In this JSON the ``extension_api`` field is currently fixed to 1.

The ``minimum_renderdoc`` field controls whether the extension can be enabled on a given RenderDoc version, and allows you to block incompatible versions of RenderDoc.

The ``name``, ``description``, ``version``, ``author`` and ``url`` fields are all informational and presented to users when listing installed extensions.

Without this json manifest the extension will not be enumerated by RenderDoc and displayed to users.

Enabling extensions
-------------------

To configure installed extensions, open the extension manager by opening the :guilabel:`Tools` menu and select :guilabel:`Manage Extensions`.

.. figure:: ../imgs/Screenshots/ExtensionManager.png

	Extension Manager: Configures installed extensions.

From here a list of all installed extensions is presented.

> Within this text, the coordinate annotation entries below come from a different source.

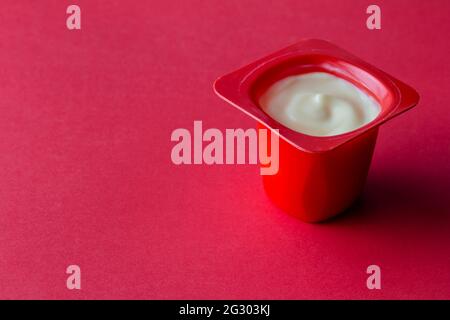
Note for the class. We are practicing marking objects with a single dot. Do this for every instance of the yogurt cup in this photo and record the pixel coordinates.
(318, 177)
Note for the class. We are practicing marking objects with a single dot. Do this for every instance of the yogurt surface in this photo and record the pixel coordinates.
(319, 104)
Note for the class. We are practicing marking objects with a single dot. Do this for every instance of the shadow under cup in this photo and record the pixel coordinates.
(318, 177)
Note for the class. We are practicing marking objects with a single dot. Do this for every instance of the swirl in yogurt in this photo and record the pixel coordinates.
(319, 104)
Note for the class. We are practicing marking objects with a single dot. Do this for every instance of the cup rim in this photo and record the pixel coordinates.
(238, 88)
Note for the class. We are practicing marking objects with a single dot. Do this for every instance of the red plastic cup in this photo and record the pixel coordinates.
(318, 177)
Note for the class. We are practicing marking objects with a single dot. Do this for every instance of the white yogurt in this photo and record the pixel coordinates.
(319, 104)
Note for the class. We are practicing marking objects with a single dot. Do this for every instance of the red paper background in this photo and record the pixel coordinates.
(86, 176)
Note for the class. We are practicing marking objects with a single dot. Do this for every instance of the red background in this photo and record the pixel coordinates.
(86, 176)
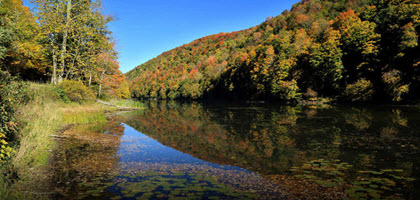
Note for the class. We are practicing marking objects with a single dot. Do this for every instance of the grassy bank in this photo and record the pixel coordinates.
(43, 117)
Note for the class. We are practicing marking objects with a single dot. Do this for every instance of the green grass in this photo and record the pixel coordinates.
(42, 117)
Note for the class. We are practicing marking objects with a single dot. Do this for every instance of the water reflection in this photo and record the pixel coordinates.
(377, 147)
(236, 151)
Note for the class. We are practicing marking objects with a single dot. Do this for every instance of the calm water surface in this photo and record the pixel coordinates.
(243, 151)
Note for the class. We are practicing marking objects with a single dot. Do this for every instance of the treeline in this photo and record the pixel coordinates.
(60, 40)
(348, 50)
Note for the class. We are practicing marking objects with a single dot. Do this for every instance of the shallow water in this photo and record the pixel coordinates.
(243, 151)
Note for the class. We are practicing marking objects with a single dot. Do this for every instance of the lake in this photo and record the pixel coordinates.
(192, 150)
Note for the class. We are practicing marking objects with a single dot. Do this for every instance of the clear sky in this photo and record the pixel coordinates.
(146, 28)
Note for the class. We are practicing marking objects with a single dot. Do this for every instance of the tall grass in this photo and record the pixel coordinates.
(128, 103)
(41, 118)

By default extensions are not loaded, to load an extension either select it and press :guilabel:`Load` or else tick the box in the :guilabel:`Loaded` column in the list. As with python modules, once loaded an extension cannot be unloaded until the program is restarted.

Once an extension is loaded to enable it permanently, tick the :guilabel:`Always Load` checkbox when the extension is selected. Once enabled this means the extension will always load when the UI starts without any user interaction. Extensions must be loaded first to ensure they can load without errors or crashes before enabling them to load at startup.

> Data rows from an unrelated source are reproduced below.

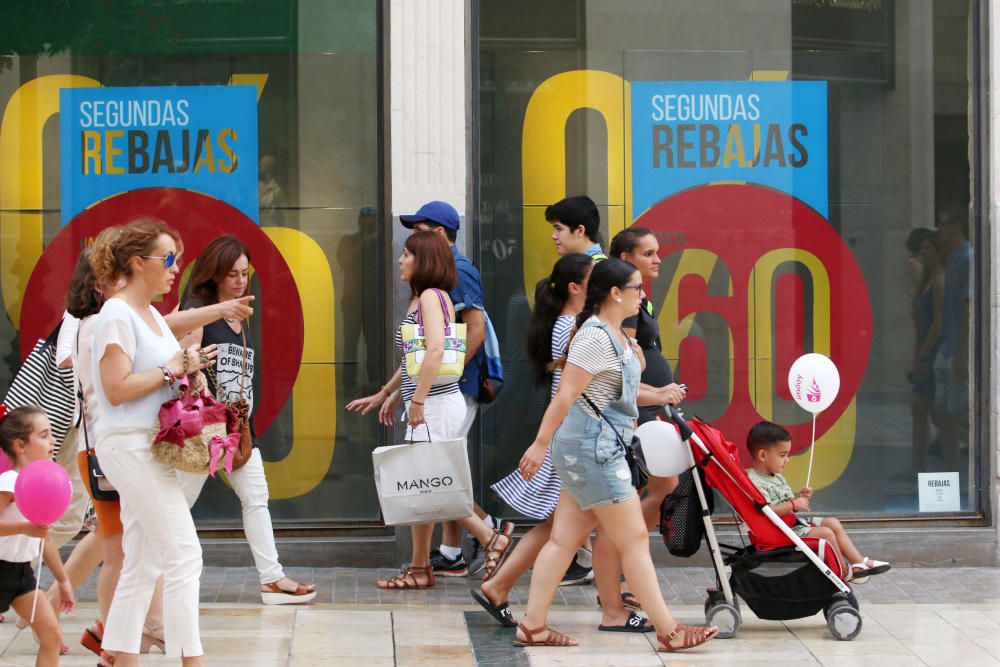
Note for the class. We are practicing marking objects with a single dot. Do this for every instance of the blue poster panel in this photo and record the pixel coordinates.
(689, 133)
(198, 138)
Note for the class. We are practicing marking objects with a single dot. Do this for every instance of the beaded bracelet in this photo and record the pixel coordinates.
(168, 376)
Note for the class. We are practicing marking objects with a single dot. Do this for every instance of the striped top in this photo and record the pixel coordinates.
(560, 335)
(539, 497)
(409, 385)
(593, 351)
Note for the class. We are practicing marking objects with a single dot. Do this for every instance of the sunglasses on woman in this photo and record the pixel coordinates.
(170, 260)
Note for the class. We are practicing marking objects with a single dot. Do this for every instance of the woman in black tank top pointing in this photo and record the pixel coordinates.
(657, 388)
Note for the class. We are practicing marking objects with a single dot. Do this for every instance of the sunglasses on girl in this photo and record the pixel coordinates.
(170, 260)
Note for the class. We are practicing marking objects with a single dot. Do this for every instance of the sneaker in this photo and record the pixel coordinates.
(577, 575)
(448, 567)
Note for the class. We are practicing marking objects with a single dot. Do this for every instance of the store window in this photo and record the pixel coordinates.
(314, 203)
(807, 169)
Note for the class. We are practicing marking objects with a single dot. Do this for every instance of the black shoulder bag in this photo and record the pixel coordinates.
(100, 487)
(633, 451)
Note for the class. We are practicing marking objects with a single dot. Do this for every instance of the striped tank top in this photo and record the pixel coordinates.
(409, 385)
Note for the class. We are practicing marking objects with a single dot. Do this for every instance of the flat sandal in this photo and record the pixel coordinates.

A loaded extension can be reloaded by pressing the :guilabel:`Reload` button which will attempt to unload and load the extension again to refresh the code. This may break so if you encounter any problems it's recommended that you restart the program to ensure a clean reload.

Writing extensions
------------------

A python extension when loaded will have a ``register`` function called in its module, and such a function must exist at global scope. It's defined like so for Extension API v1:

.. highlight:: python
.. code:: python

    def register(version, pyrenderdoc):
        # version is the RenderDoc Major.Minor version as a string, such as "1.2"
        # pyrenderdoc is the CaptureContext handle, the same as the global available in the python shell

Optionally you can define an ``unregister`` function to be called if the extension is reloaded. This takes no parameters and is simply an opportunity to clean-up or remove anything persistent that shouldn't hang around, before ``register`` is called again.

Extensions use the full :doc:`python API <../python_api/index>` with all of the power that comes with it. There are interfaces geared specifically towards extensions in :doc:`the qrenderdoc module <../python_api/qrenderdoc/extensions>` which allow registering callbacks for menu items.